Gendhing For A Spirit Rising (Global Coolant)

David Lopato

Released October 4, 2017

DownBeat Four-and-a-Half-Star Review

YouTube:

https://music.youtube.com/playlist?list=OLAK5uy_nV9pu-gRWlLKb7MWBe_VnG-_j1WmA2aqk

Spotify:

https://open.spotify.com/intl-pt/album/2vJPSKZf1fWHNKpZbpJYhX?si=yw6r2wd9TSaB4aktBlB5Yg

About:

Pianist/composer DAVID LOPATO has performed his own compositions extensively throughout the world. As a composer, he has received multiple grants from the National Endowment for the Arts, New York Foundation for the Arts, Meet the Composer, and The Beards Fund. He is also the recipient of a Fulbright Fellowship to study Javanese Gamelan in Surakarta, Indonesia, where he lived for a year. As a performer Lopato has toured his own music in configurations ranging from solo piano to 10-piece ensembles. He has performed with Dave Liebman, Joe Lovano, Mark Helias, Ray Anderson, Wadada Leo Smith, Dewey Redman, Gerry Hemingway, and Jane Ira Bloom among others. He has recorded on the Lumina, Enemy, Unity and Global Coolant labels. In addition, he is the producer of the concert series at InHouse in downtown Manhattan, and teaches on the faculties of the The New School for Jazz and Contemporary Music, and Montclair State University.

Track Listing:

Disc 1

1. Ladrang (David Lopato) 07:00

2. This Life (David Lopato) 11:25

3. Jalan Jiwa (David Lopato) 04:21

4. Gendhing (David Lopato) 20:49

Disc 2

1. Beboppin’ With Bella (David Lopato) 08:50

2. Jakshi (David Lopato) 11:32

3. Ambush and Aftermath (David Lopato) 09:06

4. Peace March (David Lopato) 05:53

Personnel:

David Lopato: piano, keyboards, vibraphone, marimba, glockenspiel, Sundanese kendhang, gongs, hand claps

Marty Ehrlich: alto, soprano saxophone (2)

Mark Feldman: violin (2)

Lucas Pino: soprano saxophone (8), clarinet (5–8)
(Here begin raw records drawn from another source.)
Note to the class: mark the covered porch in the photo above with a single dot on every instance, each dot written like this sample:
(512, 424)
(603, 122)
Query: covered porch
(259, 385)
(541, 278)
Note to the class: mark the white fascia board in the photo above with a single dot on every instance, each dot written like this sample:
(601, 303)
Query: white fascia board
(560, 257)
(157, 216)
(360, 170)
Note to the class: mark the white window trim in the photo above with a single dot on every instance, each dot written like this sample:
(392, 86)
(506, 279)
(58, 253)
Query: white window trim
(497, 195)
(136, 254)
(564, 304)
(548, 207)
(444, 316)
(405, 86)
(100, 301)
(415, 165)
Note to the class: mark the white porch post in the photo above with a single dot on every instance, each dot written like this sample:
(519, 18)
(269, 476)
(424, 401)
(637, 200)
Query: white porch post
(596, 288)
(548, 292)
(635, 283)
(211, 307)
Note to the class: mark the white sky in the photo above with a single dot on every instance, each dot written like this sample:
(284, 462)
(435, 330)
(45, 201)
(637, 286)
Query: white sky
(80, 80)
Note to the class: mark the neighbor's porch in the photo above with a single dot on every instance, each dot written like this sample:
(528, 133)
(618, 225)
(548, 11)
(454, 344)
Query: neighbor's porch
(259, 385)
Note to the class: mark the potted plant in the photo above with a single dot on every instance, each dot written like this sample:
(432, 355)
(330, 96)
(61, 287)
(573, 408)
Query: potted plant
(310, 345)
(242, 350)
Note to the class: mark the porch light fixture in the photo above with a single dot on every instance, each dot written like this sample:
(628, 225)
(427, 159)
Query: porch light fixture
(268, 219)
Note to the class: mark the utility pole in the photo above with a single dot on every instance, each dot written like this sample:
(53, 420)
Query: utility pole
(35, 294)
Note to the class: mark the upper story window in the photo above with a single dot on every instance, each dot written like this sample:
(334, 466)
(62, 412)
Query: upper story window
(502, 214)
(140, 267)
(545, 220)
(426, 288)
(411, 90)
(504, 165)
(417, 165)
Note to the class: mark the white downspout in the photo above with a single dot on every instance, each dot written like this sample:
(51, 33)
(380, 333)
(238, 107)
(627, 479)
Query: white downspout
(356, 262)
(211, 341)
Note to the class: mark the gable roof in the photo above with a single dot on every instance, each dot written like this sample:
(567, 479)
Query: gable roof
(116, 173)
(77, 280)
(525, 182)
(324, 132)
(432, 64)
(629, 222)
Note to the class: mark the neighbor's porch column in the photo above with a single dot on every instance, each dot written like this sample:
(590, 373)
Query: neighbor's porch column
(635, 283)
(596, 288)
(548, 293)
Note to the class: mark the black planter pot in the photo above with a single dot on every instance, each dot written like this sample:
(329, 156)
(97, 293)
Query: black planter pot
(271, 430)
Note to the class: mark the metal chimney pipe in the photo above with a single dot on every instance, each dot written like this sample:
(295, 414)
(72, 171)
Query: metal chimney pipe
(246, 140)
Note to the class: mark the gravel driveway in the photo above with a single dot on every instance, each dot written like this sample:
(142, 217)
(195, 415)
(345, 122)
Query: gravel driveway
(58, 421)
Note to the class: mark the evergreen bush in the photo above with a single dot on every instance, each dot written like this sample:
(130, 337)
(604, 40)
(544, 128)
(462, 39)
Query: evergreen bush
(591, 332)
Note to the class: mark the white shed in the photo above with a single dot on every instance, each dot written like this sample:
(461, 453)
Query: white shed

Bill Ware: vibraphone (5, 8)

William Moersch: marimba (1, 4)

I.M. Harjito: Javanese rebab (4)

Erik Friedlander: cello (1, 3, 4)

Ratzo Harris: acoustic bass

Tom Rainey (2): drums

Michael Sarin (3, 5–8): drums

Anne Stebinger (4): Javanese hand drums

Mark Perlman (1,3): Javanese hand drums

John Hadfield: percussion (6)

Review:

A two-CD set, David Lopato’s Gendhing For A Spirit Rising is unlike anything you are likely to hear this year (or any year). A multi-instrumentalist and composer, Lopato is also a syncretist who manages to combine elements of modern jazz, Western classical music and, most obviously, Javanese gamelan. Unlike many experiments with musical fusion, Lopato’s music is the genuine article, his interest in Javanese gamelan dating from the mid-1970s. And it shows. The gamelan vibe is heard in earnest on “Ladrang,” a piece that combines the essence of gamelan’s dreamier, mesmerizing aspects with a more Western sensibility via a memorable theme that’s both driving yet tuneful. It’s an ensemble number that puts its emphasis on repetition, a feature of gamelan’s dizzying ways with pulse and rhythm. The blend of the Middle East and South India surfaces with the lively “Jakshi,” a tune in 7 that, while it includes improvisation, comes across as more conventional, almost folkloric. Jazz returns center stage with “This Life,” an uptempo swing tune that includes another beboppy head along with some lyrical lines from Lopato. Tom Rainey’s drums add just the right percussive flair. There’s also strong work turned in by violinist Mark Feldman, reedist Marty Ehrlich and bassist Ratzo Harris. Indeed, it’s when Lopato jumps off the piano stool that some true blending of genres emerges, a heating up as jazz and gamelan show their affinities.